Eventually, your setup feels like home. Not a product you installed — but a tool you built.

And that changes how you code.

Why do programmers love it?

Because it optimizes for speed of thought.

You don’t reach for the mouse. You don’t context-switch. Your hands stay on the keyboard. Movements become muscle memory.

It’s closer to playing an instrument than using an app.

I’ve played electric guitar for five years, and the comparison isn’t dramatic. At some point, you stop thinking about finger placement and start thinking about expression. Neovim feels the same way once it clicks.

The Philosophy of Neovim

Neovim assumes you’re willing to invest time into mastering your tools.

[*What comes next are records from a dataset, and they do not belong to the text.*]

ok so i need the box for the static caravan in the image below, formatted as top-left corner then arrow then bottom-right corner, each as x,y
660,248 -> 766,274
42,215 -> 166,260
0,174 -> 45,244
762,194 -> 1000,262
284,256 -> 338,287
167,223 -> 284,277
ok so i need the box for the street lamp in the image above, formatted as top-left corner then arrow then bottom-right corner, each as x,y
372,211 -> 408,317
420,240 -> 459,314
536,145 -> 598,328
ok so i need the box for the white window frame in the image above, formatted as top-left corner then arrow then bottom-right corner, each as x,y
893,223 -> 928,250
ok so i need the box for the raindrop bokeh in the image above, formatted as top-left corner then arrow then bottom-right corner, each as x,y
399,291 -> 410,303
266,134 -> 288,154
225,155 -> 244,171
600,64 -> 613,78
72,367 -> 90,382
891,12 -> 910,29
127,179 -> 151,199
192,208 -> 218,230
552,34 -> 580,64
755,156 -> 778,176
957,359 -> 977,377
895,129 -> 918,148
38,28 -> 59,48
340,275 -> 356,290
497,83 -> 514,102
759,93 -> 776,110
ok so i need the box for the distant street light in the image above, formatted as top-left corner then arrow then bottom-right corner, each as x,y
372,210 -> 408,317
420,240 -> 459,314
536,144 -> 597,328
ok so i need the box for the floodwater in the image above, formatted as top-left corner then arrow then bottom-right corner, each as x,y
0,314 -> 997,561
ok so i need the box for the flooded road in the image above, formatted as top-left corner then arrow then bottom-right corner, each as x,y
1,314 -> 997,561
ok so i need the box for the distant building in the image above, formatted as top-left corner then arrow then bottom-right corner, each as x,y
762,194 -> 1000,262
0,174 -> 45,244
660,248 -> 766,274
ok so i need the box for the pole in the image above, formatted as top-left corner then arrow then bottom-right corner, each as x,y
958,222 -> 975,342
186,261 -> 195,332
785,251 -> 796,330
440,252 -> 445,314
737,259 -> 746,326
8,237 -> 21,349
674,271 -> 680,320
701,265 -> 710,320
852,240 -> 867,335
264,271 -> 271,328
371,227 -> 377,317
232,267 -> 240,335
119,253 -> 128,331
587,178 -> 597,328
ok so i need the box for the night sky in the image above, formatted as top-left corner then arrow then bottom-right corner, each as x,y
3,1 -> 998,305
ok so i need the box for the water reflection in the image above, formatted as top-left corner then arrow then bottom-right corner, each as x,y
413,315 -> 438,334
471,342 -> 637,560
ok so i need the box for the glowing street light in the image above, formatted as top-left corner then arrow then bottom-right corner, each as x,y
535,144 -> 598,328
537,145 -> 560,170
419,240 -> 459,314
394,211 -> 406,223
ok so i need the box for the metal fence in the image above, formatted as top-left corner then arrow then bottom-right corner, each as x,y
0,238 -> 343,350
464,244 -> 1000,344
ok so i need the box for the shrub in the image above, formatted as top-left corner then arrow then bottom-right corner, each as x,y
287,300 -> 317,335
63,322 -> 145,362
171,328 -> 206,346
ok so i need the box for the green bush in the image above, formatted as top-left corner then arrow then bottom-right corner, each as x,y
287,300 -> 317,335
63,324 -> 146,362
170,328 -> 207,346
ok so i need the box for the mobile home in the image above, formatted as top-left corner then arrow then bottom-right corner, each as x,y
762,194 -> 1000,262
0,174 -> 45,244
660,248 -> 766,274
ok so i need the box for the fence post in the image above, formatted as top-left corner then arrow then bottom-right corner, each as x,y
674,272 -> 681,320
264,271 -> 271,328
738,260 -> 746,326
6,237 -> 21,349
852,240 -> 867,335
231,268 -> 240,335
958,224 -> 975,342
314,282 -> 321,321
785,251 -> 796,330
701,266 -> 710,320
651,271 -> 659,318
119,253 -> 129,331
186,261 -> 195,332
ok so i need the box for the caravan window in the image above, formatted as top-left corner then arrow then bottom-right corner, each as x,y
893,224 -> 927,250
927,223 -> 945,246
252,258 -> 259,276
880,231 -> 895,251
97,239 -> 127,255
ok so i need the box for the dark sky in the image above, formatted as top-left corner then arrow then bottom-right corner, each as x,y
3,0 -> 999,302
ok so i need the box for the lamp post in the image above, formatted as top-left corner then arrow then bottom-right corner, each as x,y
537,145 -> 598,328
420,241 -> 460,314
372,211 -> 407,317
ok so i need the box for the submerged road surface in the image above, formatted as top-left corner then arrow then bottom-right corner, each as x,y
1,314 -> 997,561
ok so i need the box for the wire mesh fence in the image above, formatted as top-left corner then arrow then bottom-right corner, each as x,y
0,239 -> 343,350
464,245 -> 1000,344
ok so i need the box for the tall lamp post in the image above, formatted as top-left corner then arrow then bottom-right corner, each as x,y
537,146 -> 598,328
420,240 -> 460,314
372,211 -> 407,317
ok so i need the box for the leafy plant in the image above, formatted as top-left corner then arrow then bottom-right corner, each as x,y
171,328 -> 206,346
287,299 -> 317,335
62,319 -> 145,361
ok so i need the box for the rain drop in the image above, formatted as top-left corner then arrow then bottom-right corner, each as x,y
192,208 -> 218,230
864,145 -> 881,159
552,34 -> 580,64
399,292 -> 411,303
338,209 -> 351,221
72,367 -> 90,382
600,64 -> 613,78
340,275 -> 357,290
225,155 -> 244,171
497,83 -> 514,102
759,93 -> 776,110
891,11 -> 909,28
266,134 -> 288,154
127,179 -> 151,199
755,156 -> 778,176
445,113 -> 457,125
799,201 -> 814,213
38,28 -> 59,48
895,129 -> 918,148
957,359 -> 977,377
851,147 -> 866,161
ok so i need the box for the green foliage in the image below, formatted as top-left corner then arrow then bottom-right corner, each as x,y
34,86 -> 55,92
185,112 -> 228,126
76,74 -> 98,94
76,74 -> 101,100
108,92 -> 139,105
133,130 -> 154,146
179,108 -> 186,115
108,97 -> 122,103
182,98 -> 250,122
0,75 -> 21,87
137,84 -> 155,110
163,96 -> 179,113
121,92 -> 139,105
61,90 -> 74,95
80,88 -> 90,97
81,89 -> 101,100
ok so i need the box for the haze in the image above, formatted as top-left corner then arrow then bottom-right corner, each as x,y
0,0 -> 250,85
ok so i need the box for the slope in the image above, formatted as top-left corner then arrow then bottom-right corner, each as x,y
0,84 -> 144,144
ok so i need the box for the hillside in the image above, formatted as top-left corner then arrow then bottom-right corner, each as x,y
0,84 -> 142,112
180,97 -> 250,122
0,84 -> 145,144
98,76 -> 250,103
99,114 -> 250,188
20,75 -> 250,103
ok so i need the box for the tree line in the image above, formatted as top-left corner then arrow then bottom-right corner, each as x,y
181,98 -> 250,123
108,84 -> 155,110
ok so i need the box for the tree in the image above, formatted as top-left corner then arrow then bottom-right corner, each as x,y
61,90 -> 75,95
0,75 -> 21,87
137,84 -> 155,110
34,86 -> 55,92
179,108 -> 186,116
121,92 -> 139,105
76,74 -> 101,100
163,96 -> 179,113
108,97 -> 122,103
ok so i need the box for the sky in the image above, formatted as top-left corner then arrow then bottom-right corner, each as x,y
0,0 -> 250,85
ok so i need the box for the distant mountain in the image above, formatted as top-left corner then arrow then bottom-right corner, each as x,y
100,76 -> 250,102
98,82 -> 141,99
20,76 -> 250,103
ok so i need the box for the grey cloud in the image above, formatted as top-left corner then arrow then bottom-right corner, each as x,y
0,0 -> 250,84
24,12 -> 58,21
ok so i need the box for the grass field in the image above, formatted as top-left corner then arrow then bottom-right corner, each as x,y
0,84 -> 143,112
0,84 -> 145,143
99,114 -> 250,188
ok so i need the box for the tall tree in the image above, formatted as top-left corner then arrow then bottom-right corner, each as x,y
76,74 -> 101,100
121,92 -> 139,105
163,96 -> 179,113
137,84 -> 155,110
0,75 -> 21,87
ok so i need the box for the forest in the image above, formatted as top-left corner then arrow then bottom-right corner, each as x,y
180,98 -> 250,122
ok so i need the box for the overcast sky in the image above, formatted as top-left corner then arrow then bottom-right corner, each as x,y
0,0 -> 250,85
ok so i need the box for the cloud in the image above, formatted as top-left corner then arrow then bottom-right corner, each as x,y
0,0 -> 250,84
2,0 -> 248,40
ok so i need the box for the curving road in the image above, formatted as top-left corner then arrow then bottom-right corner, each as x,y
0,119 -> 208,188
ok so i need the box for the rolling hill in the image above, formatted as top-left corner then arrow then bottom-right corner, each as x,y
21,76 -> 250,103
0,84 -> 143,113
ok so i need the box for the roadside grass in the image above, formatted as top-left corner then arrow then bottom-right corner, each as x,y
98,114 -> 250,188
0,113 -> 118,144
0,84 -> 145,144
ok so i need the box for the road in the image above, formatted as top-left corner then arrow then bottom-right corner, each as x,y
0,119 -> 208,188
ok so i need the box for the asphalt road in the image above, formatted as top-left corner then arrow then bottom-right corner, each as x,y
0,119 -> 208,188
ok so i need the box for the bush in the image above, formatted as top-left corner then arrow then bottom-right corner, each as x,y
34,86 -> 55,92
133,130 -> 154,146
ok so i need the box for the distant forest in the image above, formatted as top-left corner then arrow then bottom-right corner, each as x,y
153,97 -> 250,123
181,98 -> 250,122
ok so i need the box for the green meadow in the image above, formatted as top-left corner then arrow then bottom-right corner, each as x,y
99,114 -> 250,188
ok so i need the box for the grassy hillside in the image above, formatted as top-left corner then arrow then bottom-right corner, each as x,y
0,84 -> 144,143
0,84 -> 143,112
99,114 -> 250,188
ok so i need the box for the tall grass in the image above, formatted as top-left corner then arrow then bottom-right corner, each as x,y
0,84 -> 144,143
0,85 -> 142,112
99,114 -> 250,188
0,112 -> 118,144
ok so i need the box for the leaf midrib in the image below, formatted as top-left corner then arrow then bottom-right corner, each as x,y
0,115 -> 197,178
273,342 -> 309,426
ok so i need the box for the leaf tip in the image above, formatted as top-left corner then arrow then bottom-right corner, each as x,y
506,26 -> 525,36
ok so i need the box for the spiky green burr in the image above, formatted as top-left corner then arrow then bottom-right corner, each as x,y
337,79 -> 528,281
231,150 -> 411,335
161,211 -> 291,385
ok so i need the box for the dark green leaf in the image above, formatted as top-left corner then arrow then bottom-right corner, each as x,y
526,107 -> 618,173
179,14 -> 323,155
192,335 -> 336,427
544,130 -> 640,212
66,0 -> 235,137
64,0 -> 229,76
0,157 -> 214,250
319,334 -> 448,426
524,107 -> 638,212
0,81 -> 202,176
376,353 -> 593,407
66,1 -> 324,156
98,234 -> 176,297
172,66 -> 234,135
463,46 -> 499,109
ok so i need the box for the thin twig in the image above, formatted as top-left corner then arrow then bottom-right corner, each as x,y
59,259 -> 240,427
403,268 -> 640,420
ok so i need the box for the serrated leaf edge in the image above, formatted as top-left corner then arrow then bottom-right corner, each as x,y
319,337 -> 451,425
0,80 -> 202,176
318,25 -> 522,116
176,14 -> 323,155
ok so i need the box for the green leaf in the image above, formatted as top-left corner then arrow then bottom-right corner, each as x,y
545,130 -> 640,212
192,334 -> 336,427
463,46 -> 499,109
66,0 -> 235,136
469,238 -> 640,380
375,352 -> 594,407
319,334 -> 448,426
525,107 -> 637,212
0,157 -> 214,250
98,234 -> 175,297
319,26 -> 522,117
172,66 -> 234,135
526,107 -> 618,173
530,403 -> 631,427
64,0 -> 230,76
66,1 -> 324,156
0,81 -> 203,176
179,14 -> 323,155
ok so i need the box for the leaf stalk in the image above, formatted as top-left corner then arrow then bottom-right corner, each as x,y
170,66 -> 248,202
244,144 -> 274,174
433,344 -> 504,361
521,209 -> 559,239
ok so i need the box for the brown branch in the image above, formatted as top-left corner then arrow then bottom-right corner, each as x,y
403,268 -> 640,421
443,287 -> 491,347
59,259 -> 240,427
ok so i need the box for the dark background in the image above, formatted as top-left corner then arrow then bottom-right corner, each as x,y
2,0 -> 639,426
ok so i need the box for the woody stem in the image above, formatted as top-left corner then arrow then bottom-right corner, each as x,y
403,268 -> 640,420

In return, it gives you leverage.

It’s not beginner-friendly.
It’s not point-and-click.
It’s not trying to be trendy.

It’s built for precision.

And that’s exactly why I chose it as the inspiration behind my portfolio website design.

My Setup and Keymaps

Leader Key: <Space>

Over time I built a workflow that feels natural to me. These are the core bindings that shape how I move.


Window Management

Keybinding Action
ss Horizontal split (top/bottom)
sv Vertical split (side-by-side)
sh Move to left window
sj Move to bottom window
sk Move to top window
sl Move to right window
<C-S-h> Decrease window width
<C-S-l> Increase window width
<C-S-k> Increase window height
<C-S-j> Decrease window height

Tabs & Buffers

Keybinding Action
te Open new empty tab
tw Close current tab
<Tab> Next tab/buffer
<S-Tab> Previous tab/buffer

Telescope (Fuzzy Finder)

Keybinding Action
;f Find files (respects .gitignore, includes hidden files)
;r Live grep
\\ List open buffers
;; Resume last picker
;e Diagnostics list
;s Functions & variables (Treesitter)
sf File browser at current buffer path

File browser (when active):

Keybinding Action
N Create file/directory
h Parent directory
<C-u> Move up 10 items
<C-d> Move down 10 items

NvimTree

Keybinding Action
<leader>e Toggle file tree

Inside NvimTree:

Keybinding Action
l / <CR> Open file / expand directory
t Open in new tab
h Close parent directory
H Toggle hidden files
a Create file/directory
d Delete
r Rename

Diagnostics, Git & Tools

Keybinding Action
<C-j> Next diagnostic
<C-k> Previous diagnostic
;c Open LazyGit
<leader>d Open Database UI (Dadbod)

Notes

  • Netrw and default UI elements are disabled in favor of NvimTree and Telescope.
  • Auto-formatting and linting run automatically via lazy.nvim extras (Prettier, ESLint, etc.).